To show and hide the Tweakbar, simply click or touch the triangular button positioned in the top-left of the view.

Technical Details


This sample demonstrates a few basic methods that can be used to optimize fill-bound applications, as well as methods of timing the impact. Of the two, the real key here is the use of asynchronous, query-based GL counters to time GPU activity. The timings are printed to the screen live as the application runs. The UI can be used to enable and disable features and track the performance impacts to each stage.

The Scene

The rendered scene in this application includes a basic terrain, individual rigid objects and animated particles. The particles can be rendered to an independent (downsized with regard to the scene buffer) FBO and then composited with the main scene. The scene itself can also be rendered to a downsized buffer (note that the particles are downsized relative to the scene buffer, so downsizing the scene buffer downsizes the particle buffer). The UI allows these to be changed independently. Thus, there are four total modes: Scene and Particles at window resolution, particles downsized 2x, scene and particles downsized 2x, and finally the scene and particles downsized 2x and 4x, respectively. The effect of changing these modes can be seen by watching the on-screen timers.

In addition, the UI allows a depth pre-pass to be enabled at runtime. The effect of enabling and disabling this pass can be seen by watching the on-screen timers.

CPU and GPU Timing

At the application level, CPU timings can be collected quite trivially, as shown in the CPU timers in this sample. They use a simple C++ "scope" object to auto-time blocks of code. However, OpenGL is explicitly an asynchronous API. In fact, performance tends to be quite poor when applications are coded in such a way that OpenGL becomes a synchronous API. Thus, timing the GPU work accurately can be difficult. NVIDIA provides extensions that allow GL to start a timer in the GL stream of commands, stop the timer in the stream of commands, and then (later) query the time between those two calls in the GPU. Note that the timer is started and stopped asynchronously; it starts and stops when the start and stop commands are processed on the GPU. Depending on how heavily the GPU's pipeline is backed up, the timer may start significantly later than the query is launched by the GL query call.

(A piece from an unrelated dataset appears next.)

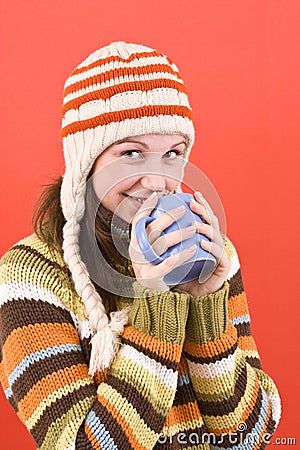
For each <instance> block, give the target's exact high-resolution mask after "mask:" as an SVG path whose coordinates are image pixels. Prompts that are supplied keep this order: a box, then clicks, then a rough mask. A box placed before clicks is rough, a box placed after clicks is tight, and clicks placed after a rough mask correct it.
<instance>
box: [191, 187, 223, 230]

There are five timers each for CPU and GPU, and each timer covers the same selection of GL calls. The CPU timers cover the time taken in wall-clock time between the start of the first call in the block, and the return of the last call in the block. The GPU timers cover the time taken to process GL work generated by calls within the block. The timers cover the cost of a depth pre-pass, the time spent rendering the main scene, the time rendering the particles, and the time spent up-sampling the scene and/or particles, if they are rendered to a low-resolution buffer. All of these values are normalized by the total CPU and GPU time, and presented as percentages of total.